| Il lavoro prende spunto dalla ripresa del dibattito sulle riforme per
sottolineare come il problema del recupero dell' efficienza delle
istituzioni non puo' considerarsi limitato agli interventi sull'
apparato amministrativo ma, per la stretta connessione ed il
reciproco condizionamento, coinvolge necessariamente anche i c.d.

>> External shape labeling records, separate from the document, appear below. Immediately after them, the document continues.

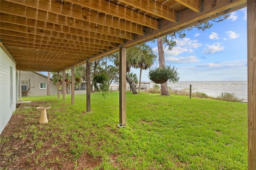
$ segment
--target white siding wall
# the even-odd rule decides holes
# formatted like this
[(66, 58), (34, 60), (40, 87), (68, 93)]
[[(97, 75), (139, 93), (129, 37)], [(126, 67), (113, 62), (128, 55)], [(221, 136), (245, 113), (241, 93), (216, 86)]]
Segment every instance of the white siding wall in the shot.
[[(30, 89), (28, 96), (46, 96), (47, 90), (40, 89), (40, 83), (47, 83), (47, 77), (34, 71), (22, 71), (21, 80), (29, 81), (30, 79)], [(50, 95), (57, 95), (57, 87), (53, 84), (53, 81), (50, 79)], [(46, 85), (47, 86), (47, 85)]]
[[(10, 67), (12, 68), (11, 73)], [(0, 47), (0, 134), (16, 108), (16, 70), (15, 64)], [(10, 79), (10, 73), (12, 74), (12, 81)], [(12, 86), (10, 85), (12, 81)], [(10, 96), (10, 90), (12, 91), (12, 96)]]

"rami alti" dell' ordinamento. Riforme amministrative e riforme
costituzionali si pongono nella stessa prospettiva istituzionale, ma
entrambe, fino ad oggi, hanno trovato comune sorte nella difficolta',
se non addirittura nell' impossibilita', di essere concretamente
realizzate. La ragione che ha impedito, e tutt' ora impedisce, l'
attuazione delle riforme e' da ricercarsi primieramente, nella
disgregazione del sistema politico che e', al tempo stesso, motivo di
spinta verso le riforme e causa della impossibilita' di trovare
accordi e convergenze su concreti programmi di modifiche
istituzionali. Cosi', alcune proposte di recente formulate sembrano
rispecchiare, piu' che altro, obiettivi politici settoriali e
contingenti che non il convincimento profondo della loro
necessarieta' per risolvere la crisi istituzionale. Tra queste,
emblematica, e' quella relativa alla elezione diretta del Presidente
della Repubblica che appare, non solo di difficile realizzazione ma
di dubbia utilita', se non accompagnata da una attenta valutazione
dell' impatto che ad essa conseguirebbe sugli equilibri della attuale
forma di governo. Di piu' immediata incidenza sul piano della
funzionalita' ed efficienza delle istituzioni risulta, invece, la
proposta di elezione diretta del Sindaco, la cui introduzione,
esigendo una modifica profonda del sistema elettorale locale,
potrebbe porsi, tra l' altro, come elemento propulsore per la
modifica del sistema elettorale nazionale. Ed e' proprio quest'
ultimo il vero nodo della riforma, paralizzato fino ad oggi dagli
opposti veti incrociati delle forze politiche, timorose di
compromettere anche una piccola frazione di potere. La modifica del
sistema elettorale, incidendo sulla configurazione degli equilibri e
dei rapporti futuri e' sicuramente la innovazione piu' difficile da
realizzare perche' condizionata piu' delle altre dal grado di
coesione politica realizzabile tra i vari partiti. Un' idea per
superare i "veti incrociati" puo' individuarsi -a patto che trovi
condizioni per rafforzarsi- nella formazione di "movimenti" che
attraversino e superino gli schieramenti di partito, consentendo
cosi' la elaborazione di piattaforme comuni. La conclusione che puo'
allora trarsi e' che, stante le attuali condizioni, forse l' unica
strategia riformatrice puo' essere individuata nella attuazione
immediata di quelle riforme, realizzabili per lo piu' senza ricorso a
modifiche della Costituzione, e sulle quali, ormai da tempo, si sono
andati concentrando l' attenzione ed il consenso delle forze
politiche. Piu' in particolare quelle dirette a ricostituire l'
efficienza del rapporto Parlamento-Governo (modifica del voto segreto
nelle assemblee parlamentari, riforma dei regolamenti parlamentari,
legge sulla Presidenza del Consiglio), a realizzare il principio di
partecipazione nella p.a., nonche' ad assicurare un accettabile grado
di efficienza e trasparenza nel sistema dei poteri locali, appaiono
tra le piu' urgenti. Ma la crisi del sistema politico, per la sua
complessita', esige rimedi piu' profondi che siano in grado di
operare un radicale rinnovamento della politica: tra questi, assume
carattere condizionante il profilo del rinnovamento interno dei
partiti che consenta loro di riacquistare la posizione di interpreti
privilegiati delle esigenze della comunita'.